Despite this conclusion, we offer no opinion on whether the prosecution has sufficiently alleged that defendant in this case willfully neglected to perform a duty under MCL 51.75 because the prosecution in its complaint did not identify this as the duty that defendant allegedly neglected to perform. The prosecution alleged only that defendant willfully neglected to perform a duty imposed by the WCSD policy manual.
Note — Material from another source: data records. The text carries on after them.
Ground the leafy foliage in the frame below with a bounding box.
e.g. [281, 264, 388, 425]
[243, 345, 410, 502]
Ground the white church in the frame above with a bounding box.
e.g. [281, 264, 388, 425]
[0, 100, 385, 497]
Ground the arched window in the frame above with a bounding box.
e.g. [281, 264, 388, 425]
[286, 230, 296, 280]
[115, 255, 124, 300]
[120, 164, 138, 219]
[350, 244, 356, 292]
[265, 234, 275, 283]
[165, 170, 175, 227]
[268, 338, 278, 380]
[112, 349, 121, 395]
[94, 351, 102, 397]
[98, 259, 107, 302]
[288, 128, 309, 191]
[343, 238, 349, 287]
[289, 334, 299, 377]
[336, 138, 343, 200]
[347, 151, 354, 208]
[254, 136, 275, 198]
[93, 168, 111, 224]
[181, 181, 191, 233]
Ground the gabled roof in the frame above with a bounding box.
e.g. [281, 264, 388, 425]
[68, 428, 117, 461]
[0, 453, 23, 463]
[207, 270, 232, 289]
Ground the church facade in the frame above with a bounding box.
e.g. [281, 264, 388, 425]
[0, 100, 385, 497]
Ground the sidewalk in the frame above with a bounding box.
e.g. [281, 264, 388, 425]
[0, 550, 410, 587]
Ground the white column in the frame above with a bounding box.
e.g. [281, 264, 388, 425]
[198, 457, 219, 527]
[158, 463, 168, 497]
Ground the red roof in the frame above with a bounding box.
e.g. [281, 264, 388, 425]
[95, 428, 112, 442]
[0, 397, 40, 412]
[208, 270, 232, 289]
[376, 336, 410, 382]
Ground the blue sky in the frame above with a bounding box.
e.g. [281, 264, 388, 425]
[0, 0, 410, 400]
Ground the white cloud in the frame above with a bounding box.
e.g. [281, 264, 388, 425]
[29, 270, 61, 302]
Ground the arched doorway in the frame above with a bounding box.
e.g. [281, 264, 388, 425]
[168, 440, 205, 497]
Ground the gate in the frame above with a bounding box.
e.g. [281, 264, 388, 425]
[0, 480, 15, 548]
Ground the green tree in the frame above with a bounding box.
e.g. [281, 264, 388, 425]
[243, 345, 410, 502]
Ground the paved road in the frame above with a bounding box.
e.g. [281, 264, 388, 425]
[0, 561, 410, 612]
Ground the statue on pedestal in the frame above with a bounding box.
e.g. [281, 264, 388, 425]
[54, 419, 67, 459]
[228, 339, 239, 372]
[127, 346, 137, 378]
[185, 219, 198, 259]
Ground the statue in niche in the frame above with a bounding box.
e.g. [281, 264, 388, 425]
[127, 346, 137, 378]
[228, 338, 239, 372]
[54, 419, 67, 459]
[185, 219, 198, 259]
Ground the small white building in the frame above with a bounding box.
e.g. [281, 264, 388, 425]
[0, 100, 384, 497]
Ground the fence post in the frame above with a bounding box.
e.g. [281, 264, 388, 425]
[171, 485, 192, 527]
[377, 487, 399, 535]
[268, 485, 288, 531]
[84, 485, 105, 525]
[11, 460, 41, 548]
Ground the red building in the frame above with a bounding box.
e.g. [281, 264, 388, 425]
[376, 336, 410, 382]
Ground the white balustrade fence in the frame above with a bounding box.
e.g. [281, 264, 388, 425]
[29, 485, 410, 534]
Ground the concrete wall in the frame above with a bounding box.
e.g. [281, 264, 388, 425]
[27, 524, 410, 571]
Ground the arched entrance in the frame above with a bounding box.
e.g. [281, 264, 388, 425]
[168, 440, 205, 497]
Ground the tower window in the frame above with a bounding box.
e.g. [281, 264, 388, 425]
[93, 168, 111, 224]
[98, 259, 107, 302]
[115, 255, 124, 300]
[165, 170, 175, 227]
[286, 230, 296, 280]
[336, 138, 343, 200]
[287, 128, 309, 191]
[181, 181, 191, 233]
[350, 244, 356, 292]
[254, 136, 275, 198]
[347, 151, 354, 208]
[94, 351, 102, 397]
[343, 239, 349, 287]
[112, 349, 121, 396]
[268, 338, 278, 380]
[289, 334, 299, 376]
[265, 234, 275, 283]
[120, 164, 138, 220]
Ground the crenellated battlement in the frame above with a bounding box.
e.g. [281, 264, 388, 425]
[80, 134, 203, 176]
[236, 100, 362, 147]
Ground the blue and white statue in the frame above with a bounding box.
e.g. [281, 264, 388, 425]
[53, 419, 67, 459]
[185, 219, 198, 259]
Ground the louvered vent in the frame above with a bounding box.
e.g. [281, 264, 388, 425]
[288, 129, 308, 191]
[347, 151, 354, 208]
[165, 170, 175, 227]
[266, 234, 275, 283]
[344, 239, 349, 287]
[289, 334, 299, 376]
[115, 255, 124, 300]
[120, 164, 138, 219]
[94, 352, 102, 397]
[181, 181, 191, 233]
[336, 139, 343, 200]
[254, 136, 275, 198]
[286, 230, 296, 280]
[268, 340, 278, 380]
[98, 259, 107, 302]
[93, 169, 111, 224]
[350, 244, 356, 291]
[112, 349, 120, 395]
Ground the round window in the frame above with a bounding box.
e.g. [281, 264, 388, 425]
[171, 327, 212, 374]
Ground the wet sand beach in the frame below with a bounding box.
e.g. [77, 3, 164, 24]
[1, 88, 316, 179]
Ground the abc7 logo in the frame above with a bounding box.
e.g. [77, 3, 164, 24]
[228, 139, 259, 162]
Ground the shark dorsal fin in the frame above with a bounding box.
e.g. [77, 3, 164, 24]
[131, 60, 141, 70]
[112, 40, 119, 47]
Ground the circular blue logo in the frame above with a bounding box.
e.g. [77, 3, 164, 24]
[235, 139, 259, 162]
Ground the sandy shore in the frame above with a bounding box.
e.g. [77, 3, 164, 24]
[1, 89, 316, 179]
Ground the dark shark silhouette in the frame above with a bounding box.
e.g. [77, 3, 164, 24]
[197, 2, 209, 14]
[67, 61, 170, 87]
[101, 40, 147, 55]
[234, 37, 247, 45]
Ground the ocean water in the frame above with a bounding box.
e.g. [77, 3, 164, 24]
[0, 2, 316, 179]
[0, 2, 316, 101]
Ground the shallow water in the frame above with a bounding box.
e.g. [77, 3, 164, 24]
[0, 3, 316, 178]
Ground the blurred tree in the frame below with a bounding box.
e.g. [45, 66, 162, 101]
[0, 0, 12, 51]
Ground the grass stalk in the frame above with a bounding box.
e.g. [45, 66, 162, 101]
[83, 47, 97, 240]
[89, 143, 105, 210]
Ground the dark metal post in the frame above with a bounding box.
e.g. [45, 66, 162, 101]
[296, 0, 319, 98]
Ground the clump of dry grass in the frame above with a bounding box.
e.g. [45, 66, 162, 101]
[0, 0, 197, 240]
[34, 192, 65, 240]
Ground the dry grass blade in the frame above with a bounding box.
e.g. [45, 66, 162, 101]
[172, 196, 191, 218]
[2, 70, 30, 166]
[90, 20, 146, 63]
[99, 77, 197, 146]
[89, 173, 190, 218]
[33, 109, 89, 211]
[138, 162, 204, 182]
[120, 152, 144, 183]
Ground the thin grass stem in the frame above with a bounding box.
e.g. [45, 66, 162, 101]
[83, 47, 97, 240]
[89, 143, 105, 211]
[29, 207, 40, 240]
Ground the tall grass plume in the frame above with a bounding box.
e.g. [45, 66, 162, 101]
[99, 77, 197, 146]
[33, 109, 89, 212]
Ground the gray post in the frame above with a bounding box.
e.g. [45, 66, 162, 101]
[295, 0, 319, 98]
We accordingly remand this case to the district court to allow the prosecution the opportunity to file a motion to amend its complaint to allege that defendant willfully neglected to perform a duty enjoined by MCL 51.75. See People v Carlton, 313 Mich.App. 339, 352-353; 880 N.W.2d 803 (2015) (explaining that a prosecutor may move to amend a complaint). If such a motion is filed, defendant shall be given the opportunity to respond. Then, after hearing from the parties, the district court can decide whether an amendment to the complaint is warranted.
IV. CONCLUSION
For the reasons explained in this opinion, we hold that the WCSD's policy manual could not and did not create a duty "enjoined by law" sufficient to sustain a charge under MCL 750.478. We further hold that MCL 51.75 imposed a duty on defendant, as a sheriff's deputy assigned to the jail, to hold prisoners in custody, and part and parcel of this duty was not allowing a prisoner to escape. We decline, however, to opine on whether the prosecution's allegations are sufficient to sustain a charge that defendant willfully neglected to perform this duty enjoined by MCL 51.75 because the prosecution did not allege this in its complaint. We instead remand this case to the district court to allow the prosecution the opportunity to file a motion to amend its complaint, and to allow defendant an opportunity to respond. If the prosecution elects not to amend the complaint, the district court is instructed to dismiss the complaint because it is inadequate as currently drafted.
Remanded for further proceedings consistent with this opinion. We do not retain jurisdiction.